Well, it is the DOM, after all, so private state via a variety of mechanisms is available. E.g. weak maps or whatever browsers are using internally. Even closures, if you want to stick with pure-ES5-no-DOM semantics.

slightlyoff commented 11 years ago

An explicit goal of this spec is to avoid magic such that whatever eventual API we design can be imported (wholesale or subsetted) to ES7, so leaning on unexplained DOM magic is a no-go here.

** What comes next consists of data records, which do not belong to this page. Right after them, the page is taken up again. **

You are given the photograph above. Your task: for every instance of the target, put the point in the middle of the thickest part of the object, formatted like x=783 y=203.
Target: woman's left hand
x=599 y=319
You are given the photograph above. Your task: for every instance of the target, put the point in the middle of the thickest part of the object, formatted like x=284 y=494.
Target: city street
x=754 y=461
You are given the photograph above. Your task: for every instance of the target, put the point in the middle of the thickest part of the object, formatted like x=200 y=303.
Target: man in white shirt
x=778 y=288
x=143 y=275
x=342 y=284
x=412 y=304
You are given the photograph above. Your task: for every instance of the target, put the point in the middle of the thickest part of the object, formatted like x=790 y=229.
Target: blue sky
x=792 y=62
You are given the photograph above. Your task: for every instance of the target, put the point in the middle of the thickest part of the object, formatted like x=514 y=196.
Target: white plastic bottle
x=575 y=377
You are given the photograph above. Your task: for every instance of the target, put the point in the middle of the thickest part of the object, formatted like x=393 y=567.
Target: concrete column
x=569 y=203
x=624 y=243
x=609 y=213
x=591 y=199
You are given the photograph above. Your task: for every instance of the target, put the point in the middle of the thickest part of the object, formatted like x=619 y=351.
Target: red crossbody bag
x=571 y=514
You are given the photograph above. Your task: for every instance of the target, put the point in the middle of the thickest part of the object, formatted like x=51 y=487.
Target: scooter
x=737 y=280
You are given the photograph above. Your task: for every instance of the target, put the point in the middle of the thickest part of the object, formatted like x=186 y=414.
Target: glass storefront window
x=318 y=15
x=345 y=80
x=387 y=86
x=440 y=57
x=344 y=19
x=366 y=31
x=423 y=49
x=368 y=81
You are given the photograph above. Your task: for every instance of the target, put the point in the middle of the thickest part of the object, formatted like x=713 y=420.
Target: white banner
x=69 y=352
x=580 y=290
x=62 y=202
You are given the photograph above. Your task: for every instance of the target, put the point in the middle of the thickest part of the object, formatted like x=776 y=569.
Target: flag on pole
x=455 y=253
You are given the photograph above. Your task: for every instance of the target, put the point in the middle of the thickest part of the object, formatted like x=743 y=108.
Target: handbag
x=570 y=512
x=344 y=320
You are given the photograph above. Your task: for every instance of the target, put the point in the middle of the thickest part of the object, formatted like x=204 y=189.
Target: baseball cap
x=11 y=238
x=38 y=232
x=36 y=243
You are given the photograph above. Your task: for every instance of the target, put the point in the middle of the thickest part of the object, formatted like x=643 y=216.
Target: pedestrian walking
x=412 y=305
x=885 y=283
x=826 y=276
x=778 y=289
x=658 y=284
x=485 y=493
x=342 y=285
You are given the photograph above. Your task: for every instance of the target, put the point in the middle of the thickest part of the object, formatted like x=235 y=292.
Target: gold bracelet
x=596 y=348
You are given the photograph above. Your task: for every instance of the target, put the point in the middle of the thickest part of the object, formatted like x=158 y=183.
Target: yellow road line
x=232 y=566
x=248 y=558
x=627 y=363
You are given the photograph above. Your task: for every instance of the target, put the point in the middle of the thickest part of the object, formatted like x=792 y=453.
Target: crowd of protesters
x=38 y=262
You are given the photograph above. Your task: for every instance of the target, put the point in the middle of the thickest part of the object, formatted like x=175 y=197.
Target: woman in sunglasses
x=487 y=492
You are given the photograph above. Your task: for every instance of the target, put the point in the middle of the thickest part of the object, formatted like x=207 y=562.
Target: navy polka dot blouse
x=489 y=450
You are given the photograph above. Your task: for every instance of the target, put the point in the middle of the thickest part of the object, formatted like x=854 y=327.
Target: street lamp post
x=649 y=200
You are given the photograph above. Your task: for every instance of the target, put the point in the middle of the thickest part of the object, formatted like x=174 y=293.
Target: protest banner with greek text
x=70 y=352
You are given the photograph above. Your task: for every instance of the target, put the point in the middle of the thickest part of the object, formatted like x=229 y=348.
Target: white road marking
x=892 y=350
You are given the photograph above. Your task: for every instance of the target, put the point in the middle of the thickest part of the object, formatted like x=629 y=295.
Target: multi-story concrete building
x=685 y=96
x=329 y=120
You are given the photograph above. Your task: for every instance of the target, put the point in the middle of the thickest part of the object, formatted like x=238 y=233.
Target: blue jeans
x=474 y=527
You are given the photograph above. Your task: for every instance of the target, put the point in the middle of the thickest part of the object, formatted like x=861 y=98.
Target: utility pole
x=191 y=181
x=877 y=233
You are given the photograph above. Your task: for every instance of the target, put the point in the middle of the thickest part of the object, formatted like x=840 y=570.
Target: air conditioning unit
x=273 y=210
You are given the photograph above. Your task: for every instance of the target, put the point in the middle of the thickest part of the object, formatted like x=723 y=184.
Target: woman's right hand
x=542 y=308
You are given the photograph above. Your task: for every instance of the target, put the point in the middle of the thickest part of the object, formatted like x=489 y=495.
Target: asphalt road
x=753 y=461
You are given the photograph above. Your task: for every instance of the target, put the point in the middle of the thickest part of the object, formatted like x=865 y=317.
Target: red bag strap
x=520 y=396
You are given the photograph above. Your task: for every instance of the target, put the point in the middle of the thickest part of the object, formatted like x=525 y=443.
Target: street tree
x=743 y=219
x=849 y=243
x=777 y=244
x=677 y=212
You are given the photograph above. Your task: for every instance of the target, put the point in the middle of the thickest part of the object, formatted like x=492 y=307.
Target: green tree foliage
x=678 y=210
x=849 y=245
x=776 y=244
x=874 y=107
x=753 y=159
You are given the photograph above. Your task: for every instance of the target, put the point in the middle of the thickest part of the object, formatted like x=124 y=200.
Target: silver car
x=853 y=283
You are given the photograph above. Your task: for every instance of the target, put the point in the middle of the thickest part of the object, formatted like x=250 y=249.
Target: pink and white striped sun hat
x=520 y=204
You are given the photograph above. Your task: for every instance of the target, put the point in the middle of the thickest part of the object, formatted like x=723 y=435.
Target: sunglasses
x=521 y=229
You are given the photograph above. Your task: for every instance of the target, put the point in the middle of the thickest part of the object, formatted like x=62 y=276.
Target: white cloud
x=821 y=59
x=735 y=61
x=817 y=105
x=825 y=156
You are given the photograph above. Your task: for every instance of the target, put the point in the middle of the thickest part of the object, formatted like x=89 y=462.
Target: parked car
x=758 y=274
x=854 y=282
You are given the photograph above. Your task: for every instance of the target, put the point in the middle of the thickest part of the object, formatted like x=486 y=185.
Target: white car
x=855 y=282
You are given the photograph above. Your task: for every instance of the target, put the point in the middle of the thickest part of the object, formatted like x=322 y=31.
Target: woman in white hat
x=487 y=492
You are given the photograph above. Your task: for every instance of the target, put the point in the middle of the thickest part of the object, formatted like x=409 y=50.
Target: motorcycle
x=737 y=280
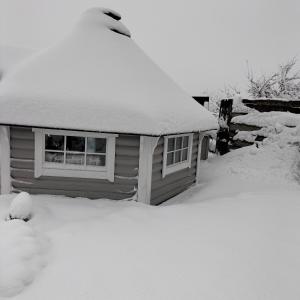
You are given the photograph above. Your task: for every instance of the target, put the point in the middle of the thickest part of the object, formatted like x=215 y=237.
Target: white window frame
x=181 y=165
x=42 y=168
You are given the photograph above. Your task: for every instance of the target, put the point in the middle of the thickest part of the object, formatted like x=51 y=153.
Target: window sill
x=176 y=168
x=96 y=174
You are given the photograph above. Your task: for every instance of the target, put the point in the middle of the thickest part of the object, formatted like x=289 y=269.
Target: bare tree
x=285 y=83
x=288 y=84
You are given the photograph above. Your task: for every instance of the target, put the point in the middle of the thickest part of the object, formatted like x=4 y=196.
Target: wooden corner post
x=5 y=160
x=147 y=146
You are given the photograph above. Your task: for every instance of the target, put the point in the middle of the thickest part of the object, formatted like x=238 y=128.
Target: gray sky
x=203 y=45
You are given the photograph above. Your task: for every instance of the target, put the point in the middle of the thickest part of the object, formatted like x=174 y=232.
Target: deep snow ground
x=234 y=236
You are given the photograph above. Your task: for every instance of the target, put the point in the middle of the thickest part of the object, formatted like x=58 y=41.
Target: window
x=177 y=153
x=204 y=148
x=74 y=154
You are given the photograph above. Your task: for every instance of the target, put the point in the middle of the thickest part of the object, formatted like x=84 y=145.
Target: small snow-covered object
x=21 y=207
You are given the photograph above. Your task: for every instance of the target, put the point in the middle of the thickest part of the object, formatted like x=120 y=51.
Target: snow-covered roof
x=11 y=56
x=98 y=79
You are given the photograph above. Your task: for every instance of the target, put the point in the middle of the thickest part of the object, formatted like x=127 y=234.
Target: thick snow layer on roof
x=98 y=79
x=10 y=56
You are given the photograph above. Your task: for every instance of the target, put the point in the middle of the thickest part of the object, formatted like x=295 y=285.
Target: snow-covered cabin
x=94 y=117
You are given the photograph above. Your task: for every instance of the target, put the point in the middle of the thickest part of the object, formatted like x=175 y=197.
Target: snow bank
x=21 y=207
x=99 y=80
x=264 y=119
x=21 y=256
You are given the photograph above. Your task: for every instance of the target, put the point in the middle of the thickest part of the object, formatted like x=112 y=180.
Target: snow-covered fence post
x=5 y=184
x=225 y=115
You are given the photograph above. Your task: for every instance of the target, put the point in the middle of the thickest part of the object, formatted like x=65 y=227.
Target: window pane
x=177 y=156
x=171 y=144
x=75 y=143
x=54 y=157
x=95 y=160
x=185 y=141
x=179 y=143
x=96 y=145
x=184 y=154
x=75 y=159
x=54 y=142
x=170 y=158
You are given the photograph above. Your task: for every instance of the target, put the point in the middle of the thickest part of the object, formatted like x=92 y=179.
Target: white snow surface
x=10 y=56
x=233 y=236
x=21 y=207
x=22 y=256
x=98 y=80
x=264 y=119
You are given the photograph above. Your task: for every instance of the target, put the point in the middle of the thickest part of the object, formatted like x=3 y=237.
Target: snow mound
x=21 y=207
x=21 y=256
x=98 y=80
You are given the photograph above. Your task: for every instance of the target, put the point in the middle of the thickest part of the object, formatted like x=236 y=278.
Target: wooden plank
x=74 y=194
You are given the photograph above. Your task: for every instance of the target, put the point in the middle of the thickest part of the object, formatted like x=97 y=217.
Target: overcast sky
x=203 y=45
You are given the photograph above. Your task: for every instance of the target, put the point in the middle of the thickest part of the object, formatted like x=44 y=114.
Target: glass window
x=74 y=159
x=95 y=160
x=54 y=157
x=96 y=145
x=75 y=150
x=54 y=142
x=177 y=150
x=75 y=143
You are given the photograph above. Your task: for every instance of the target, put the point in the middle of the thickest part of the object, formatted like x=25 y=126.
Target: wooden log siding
x=22 y=171
x=174 y=183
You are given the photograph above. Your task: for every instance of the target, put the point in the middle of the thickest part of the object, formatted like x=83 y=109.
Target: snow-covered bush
x=21 y=207
x=285 y=83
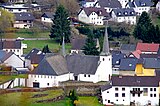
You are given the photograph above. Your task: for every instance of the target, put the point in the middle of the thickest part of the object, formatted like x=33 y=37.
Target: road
x=30 y=39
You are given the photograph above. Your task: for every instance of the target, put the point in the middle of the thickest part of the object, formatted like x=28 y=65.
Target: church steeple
x=63 y=48
x=105 y=50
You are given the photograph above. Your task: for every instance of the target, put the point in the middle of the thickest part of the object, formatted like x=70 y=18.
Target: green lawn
x=53 y=46
x=25 y=99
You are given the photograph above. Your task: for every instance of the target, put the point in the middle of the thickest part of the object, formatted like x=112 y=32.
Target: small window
x=116 y=89
x=116 y=94
x=123 y=94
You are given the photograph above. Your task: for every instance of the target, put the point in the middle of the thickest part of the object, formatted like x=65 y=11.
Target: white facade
x=48 y=80
x=14 y=61
x=45 y=19
x=127 y=19
x=121 y=95
x=90 y=4
x=93 y=18
x=18 y=52
x=158 y=6
x=123 y=3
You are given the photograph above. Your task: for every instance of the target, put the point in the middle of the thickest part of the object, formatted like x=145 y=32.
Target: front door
x=36 y=84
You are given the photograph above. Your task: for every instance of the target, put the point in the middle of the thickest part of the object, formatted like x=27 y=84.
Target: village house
x=57 y=68
x=92 y=15
x=126 y=15
x=140 y=5
x=23 y=20
x=108 y=5
x=47 y=17
x=15 y=46
x=131 y=90
x=89 y=3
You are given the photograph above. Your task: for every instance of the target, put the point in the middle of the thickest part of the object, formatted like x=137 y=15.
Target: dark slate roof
x=129 y=47
x=98 y=11
x=143 y=3
x=48 y=15
x=11 y=44
x=109 y=3
x=124 y=12
x=153 y=63
x=78 y=43
x=128 y=64
x=35 y=56
x=24 y=16
x=106 y=87
x=116 y=58
x=54 y=65
x=82 y=64
x=142 y=81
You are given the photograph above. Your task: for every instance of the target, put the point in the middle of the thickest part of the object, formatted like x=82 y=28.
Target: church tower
x=104 y=70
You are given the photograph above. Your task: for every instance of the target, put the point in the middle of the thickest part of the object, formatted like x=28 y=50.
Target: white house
x=126 y=15
x=127 y=90
x=47 y=17
x=57 y=68
x=140 y=6
x=90 y=3
x=123 y=3
x=15 y=46
x=158 y=6
x=92 y=15
x=11 y=59
x=108 y=5
x=23 y=20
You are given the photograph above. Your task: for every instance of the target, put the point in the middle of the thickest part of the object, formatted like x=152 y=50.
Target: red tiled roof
x=147 y=47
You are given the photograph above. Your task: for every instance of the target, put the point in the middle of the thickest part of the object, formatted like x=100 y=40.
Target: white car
x=19 y=38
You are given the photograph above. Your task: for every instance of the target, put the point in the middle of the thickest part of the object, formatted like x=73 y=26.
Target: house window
x=123 y=94
x=145 y=91
x=116 y=94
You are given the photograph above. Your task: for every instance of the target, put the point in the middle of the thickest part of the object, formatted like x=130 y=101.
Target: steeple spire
x=63 y=47
x=105 y=50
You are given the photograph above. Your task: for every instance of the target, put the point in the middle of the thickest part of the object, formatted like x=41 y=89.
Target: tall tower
x=105 y=50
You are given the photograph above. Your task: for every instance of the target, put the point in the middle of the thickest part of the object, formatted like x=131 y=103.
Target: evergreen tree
x=143 y=27
x=46 y=49
x=61 y=25
x=90 y=46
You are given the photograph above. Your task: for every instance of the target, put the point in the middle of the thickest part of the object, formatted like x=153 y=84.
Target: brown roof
x=145 y=81
x=147 y=47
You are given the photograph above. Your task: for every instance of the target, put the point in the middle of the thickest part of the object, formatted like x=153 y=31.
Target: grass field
x=25 y=99
x=53 y=46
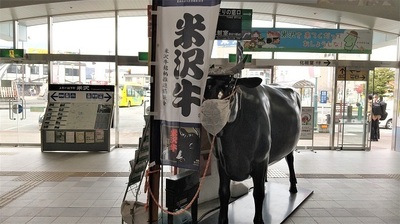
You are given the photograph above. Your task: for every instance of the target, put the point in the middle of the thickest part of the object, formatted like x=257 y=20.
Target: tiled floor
x=35 y=187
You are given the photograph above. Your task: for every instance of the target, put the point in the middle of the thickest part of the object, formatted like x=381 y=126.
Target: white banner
x=185 y=35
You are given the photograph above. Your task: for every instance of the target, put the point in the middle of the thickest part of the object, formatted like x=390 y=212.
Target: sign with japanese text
x=310 y=40
x=307 y=124
x=11 y=53
x=348 y=74
x=234 y=24
x=185 y=36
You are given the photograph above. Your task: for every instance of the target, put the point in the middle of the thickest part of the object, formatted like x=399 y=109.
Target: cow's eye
x=220 y=95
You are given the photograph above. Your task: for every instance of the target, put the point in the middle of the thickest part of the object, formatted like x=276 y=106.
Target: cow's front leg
x=224 y=195
x=259 y=191
x=292 y=175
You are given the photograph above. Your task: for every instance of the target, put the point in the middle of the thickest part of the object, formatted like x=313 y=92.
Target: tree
x=382 y=82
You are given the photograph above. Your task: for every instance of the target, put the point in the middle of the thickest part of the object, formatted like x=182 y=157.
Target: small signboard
x=11 y=53
x=323 y=97
x=307 y=126
x=348 y=74
x=234 y=24
x=78 y=118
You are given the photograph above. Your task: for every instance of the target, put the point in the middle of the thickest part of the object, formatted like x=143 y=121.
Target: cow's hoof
x=258 y=221
x=293 y=190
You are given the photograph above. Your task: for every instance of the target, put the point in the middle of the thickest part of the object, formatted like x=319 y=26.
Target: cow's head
x=222 y=101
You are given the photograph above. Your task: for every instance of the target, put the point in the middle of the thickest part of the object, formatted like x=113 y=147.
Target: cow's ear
x=249 y=82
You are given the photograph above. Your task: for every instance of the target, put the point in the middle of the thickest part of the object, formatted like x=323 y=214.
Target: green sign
x=234 y=24
x=11 y=53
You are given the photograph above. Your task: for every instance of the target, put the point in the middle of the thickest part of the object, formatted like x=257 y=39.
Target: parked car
x=387 y=123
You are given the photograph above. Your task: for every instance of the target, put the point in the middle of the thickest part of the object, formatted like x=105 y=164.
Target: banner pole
x=154 y=165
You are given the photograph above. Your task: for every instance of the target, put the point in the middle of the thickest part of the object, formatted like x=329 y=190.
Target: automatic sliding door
x=351 y=126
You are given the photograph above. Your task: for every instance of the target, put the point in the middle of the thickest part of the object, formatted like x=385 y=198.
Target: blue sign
x=310 y=40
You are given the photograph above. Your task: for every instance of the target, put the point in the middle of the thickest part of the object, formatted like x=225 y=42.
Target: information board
x=78 y=118
x=234 y=24
x=307 y=124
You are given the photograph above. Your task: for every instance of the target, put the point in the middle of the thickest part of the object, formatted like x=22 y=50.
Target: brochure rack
x=77 y=118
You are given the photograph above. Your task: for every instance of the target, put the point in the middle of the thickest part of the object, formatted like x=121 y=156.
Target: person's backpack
x=377 y=109
x=383 y=109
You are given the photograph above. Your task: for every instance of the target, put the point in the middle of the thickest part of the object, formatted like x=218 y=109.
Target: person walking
x=375 y=115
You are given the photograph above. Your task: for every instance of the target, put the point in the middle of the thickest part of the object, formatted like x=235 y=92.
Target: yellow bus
x=131 y=94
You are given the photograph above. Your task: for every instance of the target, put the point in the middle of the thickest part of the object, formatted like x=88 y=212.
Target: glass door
x=351 y=124
x=22 y=102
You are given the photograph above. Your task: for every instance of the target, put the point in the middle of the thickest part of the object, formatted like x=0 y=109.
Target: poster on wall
x=310 y=40
x=185 y=36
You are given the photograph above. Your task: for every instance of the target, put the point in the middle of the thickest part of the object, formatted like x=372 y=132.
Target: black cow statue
x=262 y=127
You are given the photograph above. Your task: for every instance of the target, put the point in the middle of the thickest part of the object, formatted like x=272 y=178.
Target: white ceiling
x=386 y=19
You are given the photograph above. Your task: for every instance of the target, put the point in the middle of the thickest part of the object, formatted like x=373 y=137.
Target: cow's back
x=285 y=120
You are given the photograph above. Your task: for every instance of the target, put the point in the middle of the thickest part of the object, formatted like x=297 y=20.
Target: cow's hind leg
x=224 y=195
x=258 y=176
x=292 y=176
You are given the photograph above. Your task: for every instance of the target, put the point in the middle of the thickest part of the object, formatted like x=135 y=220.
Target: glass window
x=6 y=35
x=355 y=57
x=295 y=22
x=96 y=73
x=132 y=35
x=93 y=36
x=384 y=47
x=36 y=36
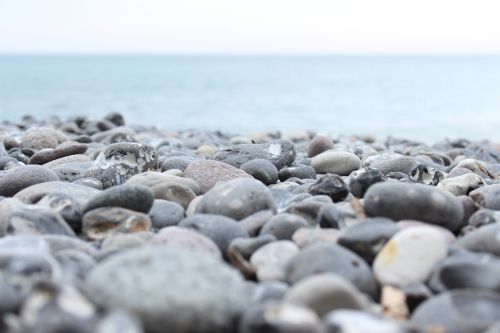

I think closure desugaring is probably where we want to be for the minute, although I'm not sure it entirely resolves the usability questions: Is it actually friendly to require folks to dig the resolver out of the ctor's callback param? I'm not strictly opposed, but I'd like to see what others think.

@wycats? @dglazkov? @arv?

annevk commented 11 years ago

Why does this need to be imported to ES7? JavaScript as a language has no concept of asynchronicity. (At least as far as I can tell all that is defined by HTML.)

arv commented 11 years ago

@annevk ES6 will have to spec this anyway for the module loaders. For ES7 we have to spec end of microtask for Object.observe (or refer to the DOM spec if we are happy with such dependencies).

slightlyoff commented 11 years ago

What @arv said. ES will have an observable task queue via Object.observe (which in browsers will be the same as we use for Mutation Observers). In any case, ES needs this feature as much (if not more) than DOM does. DOM can move first, so that's why we're working on it here.

slightlyoff commented 11 years ago

I think this is now resolved in #4. I'll remove the old file and move the new one to its place, closing this issue when I do.